New discovery can make an existing leukemia treatment more effective
Prolymphocytic leukemia (PLL) is a rare and aggressive form of malignancy characterized by marked lymphocytosis and splenomegaly. PLL represents only 2% of all chronic lymphoid leukemias in adults over the age of 30. Most patients with PLL shows involvement of the peripheral blood, bone marrow, lymph nodes, liver, and spleen. In addition, skin infiltration and serious effusions may also occur at rates of approximately 25 and 15 percent, respectively.

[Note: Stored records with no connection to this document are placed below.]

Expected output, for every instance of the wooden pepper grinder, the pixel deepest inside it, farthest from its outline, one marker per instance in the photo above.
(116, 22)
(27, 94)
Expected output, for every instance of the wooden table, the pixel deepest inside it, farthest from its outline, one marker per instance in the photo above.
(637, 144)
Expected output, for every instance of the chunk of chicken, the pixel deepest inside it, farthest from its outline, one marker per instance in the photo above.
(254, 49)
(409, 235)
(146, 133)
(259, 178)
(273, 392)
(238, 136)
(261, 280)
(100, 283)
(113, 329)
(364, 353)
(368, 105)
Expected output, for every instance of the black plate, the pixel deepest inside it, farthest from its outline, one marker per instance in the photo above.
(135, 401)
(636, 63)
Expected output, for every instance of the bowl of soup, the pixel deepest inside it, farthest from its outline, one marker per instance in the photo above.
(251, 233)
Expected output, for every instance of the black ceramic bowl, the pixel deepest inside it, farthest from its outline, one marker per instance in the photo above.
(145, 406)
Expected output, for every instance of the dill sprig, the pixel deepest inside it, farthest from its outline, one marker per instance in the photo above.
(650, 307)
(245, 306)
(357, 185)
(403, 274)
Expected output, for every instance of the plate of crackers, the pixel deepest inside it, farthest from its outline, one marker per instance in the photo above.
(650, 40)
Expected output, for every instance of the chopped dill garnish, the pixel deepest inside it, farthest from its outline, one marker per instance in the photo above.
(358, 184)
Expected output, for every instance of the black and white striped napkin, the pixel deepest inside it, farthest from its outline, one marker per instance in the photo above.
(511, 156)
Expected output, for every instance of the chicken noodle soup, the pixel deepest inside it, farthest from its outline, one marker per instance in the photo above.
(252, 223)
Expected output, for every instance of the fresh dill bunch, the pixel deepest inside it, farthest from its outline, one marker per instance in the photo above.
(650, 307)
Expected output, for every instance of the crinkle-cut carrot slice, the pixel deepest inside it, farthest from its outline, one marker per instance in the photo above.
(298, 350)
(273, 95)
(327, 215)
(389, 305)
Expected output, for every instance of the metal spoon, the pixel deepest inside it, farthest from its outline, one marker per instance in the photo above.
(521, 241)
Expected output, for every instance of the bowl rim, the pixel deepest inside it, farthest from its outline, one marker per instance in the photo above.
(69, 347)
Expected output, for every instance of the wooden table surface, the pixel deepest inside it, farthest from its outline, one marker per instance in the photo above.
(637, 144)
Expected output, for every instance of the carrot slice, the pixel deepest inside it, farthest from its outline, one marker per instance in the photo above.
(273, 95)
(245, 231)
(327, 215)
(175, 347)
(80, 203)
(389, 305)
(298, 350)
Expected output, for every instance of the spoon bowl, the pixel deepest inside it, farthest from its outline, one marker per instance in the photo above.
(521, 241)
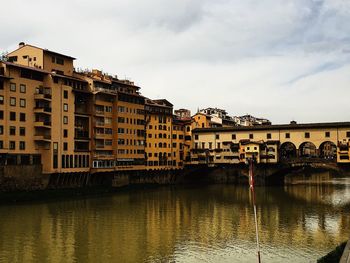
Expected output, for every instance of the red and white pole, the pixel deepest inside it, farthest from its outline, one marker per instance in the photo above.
(251, 184)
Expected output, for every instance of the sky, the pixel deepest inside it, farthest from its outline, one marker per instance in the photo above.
(278, 59)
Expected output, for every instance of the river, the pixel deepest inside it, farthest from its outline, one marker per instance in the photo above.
(299, 222)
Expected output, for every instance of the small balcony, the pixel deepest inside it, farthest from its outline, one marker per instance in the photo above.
(81, 135)
(42, 138)
(43, 110)
(42, 124)
(42, 96)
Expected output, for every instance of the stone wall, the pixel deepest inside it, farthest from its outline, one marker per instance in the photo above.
(22, 177)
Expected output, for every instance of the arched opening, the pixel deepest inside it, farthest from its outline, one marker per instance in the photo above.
(307, 149)
(288, 151)
(328, 150)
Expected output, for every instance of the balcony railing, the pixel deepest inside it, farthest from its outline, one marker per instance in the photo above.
(43, 109)
(45, 138)
(44, 124)
(42, 96)
(81, 134)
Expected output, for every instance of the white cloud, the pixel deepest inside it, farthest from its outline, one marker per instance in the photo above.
(280, 59)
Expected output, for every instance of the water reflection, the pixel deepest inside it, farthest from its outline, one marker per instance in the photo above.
(297, 223)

Despite advances in the understanding of the biology and pathogenesis of this disease, the prognosis for these patients remains very poor, with short survival and no curative therapy. Currently, intravenous alemtuzumab is one of the best available treatments for PLL, which has improved the rate of remission to more than 50% and the duration of response to between 6 and 12 months. Autologous or allogeneic stem cell transplantation may further prolongs survival. However, despite continuous progress, existing treatments are not curative. Most patients with PLL will still die because of the disease's resistance to conventional chemotherapy. Therefore, new therapies that can successfully solve the resistance related puzzle are sorely needed.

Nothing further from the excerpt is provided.